Should you have the right to know if a relative is diagnosed with a genetic disease which you might also have the propensity to develop? Currently under the Privacy Act, a doctor or other organisation dealing with health information may not use or disclose that health information to a person other than the subject of the diagnosis unless the doctor or organisation has their consent or believes the release of the information will lessen or prevent a serious and imminent threat to an individual's health, life or safety. Where an individual may be at risk of contracting a genetic disease (for example, by having a relative diagnosed as a sufferer), however, the position is less clear. The Federal Privacy Commissioner has recently addressed this issue, saying yesterday, 'Balancing the privacy rights and wishes of the individual with the interests of their relatives (who may want to know if they are genetically predisposed to a disease) is not an easy task'.

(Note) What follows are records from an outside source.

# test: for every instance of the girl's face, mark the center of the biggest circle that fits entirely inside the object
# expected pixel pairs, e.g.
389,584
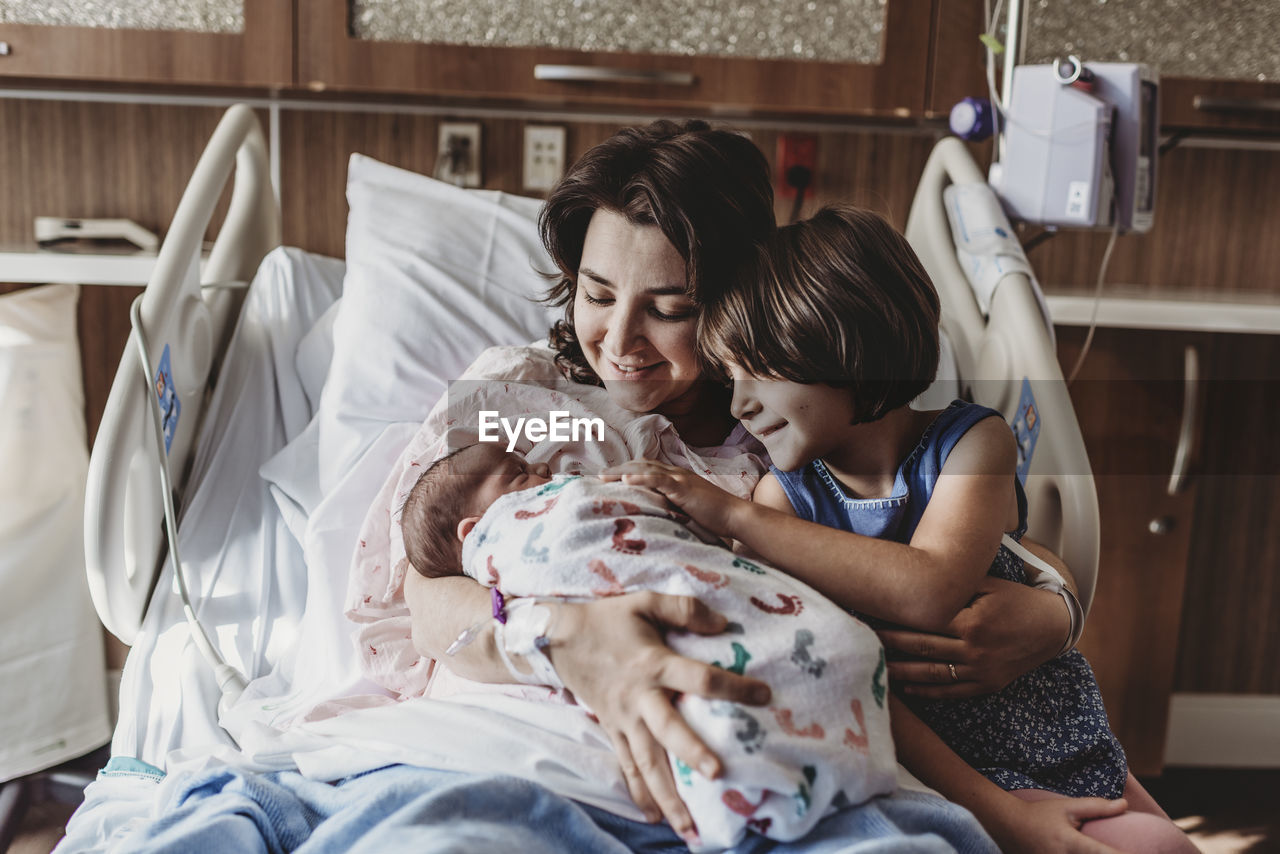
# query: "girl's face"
632,318
796,423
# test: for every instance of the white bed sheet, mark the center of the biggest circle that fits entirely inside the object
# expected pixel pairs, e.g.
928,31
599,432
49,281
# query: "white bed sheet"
243,565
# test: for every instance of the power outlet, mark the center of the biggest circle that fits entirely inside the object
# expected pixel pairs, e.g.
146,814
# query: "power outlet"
544,155
458,155
796,150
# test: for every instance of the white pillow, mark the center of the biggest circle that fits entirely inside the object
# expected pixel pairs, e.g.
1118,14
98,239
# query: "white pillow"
435,274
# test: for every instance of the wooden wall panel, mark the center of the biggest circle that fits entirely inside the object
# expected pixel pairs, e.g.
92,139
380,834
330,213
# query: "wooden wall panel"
85,159
876,169
1232,613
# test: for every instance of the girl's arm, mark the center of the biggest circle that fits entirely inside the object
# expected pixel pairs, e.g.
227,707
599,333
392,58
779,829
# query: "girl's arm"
1045,826
923,584
611,654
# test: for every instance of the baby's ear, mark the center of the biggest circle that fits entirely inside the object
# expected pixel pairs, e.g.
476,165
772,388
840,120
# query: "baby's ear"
466,525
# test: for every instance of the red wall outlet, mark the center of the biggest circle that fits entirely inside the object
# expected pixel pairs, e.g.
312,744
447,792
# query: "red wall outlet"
796,150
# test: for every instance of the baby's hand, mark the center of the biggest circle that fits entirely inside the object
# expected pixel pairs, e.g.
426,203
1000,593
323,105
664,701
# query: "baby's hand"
703,501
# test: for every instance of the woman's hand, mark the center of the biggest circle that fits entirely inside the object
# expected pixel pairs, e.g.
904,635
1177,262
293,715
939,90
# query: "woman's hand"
1005,630
707,503
612,657
1052,826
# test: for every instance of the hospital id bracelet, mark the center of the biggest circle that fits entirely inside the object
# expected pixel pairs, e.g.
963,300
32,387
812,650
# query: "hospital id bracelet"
1047,578
1077,612
472,631
525,634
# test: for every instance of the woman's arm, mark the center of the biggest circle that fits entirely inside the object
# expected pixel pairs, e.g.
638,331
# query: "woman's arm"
611,654
1040,827
1006,630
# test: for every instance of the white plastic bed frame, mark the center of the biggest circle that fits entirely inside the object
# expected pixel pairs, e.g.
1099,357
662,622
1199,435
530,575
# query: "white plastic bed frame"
123,534
193,314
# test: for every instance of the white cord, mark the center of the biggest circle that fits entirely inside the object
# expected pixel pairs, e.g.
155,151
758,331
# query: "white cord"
1097,302
231,683
991,76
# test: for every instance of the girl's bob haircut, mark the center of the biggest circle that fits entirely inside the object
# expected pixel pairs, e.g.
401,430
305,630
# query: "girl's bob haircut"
840,298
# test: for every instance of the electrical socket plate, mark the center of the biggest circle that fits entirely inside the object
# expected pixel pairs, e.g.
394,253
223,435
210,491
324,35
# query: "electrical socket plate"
544,155
796,150
461,129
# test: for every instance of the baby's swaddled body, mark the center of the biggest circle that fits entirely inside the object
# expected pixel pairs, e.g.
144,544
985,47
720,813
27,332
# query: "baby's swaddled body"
823,740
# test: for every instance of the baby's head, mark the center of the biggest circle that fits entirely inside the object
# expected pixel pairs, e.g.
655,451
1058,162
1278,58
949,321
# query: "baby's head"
839,300
451,497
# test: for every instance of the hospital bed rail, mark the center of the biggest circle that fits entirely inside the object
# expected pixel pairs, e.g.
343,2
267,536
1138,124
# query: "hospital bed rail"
995,355
188,318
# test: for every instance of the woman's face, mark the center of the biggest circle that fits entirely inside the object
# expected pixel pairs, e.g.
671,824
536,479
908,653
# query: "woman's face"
632,318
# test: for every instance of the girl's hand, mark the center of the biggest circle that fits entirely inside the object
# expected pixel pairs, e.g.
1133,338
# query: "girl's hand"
612,657
1006,630
1052,826
707,503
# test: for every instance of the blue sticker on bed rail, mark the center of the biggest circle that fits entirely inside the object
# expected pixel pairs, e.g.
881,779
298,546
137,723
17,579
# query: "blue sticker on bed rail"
1025,429
170,407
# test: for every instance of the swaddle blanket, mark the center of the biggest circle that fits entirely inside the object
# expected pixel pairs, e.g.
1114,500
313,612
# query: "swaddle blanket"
824,739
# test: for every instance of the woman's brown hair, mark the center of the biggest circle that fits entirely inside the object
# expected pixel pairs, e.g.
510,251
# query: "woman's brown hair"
707,190
840,298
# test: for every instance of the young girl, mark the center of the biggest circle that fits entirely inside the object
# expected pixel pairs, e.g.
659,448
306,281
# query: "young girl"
894,512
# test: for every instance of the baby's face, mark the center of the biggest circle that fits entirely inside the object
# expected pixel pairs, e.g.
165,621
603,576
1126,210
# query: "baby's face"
501,473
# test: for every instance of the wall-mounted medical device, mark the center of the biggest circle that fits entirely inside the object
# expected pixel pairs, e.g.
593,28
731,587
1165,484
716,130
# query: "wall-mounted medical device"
1080,145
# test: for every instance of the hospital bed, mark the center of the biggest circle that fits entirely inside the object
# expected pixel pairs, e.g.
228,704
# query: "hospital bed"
277,435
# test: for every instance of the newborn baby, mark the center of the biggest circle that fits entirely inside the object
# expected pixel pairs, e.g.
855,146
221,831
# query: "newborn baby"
826,736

The Commissioner went on to say that the role of the Privacy Act is to ensure the responsible handling of individuals' health information and was not designed to put people's lives at risk by restricting the flow of information, as has been recently alleged in the media. As such, the Commissioner has recommended, in a submission to the Joint Inquiry into the Protection of Human Genetic Information conducted by the Australian Law Reform Commission and the Australian Health Ethics Committee, that the Privacy Act be amended so such health information may be made available to persons who may be affected by it, but in limited circumstances, in accordance with appropriate guidelines and with the involvement of professionals such as genetic counsellors.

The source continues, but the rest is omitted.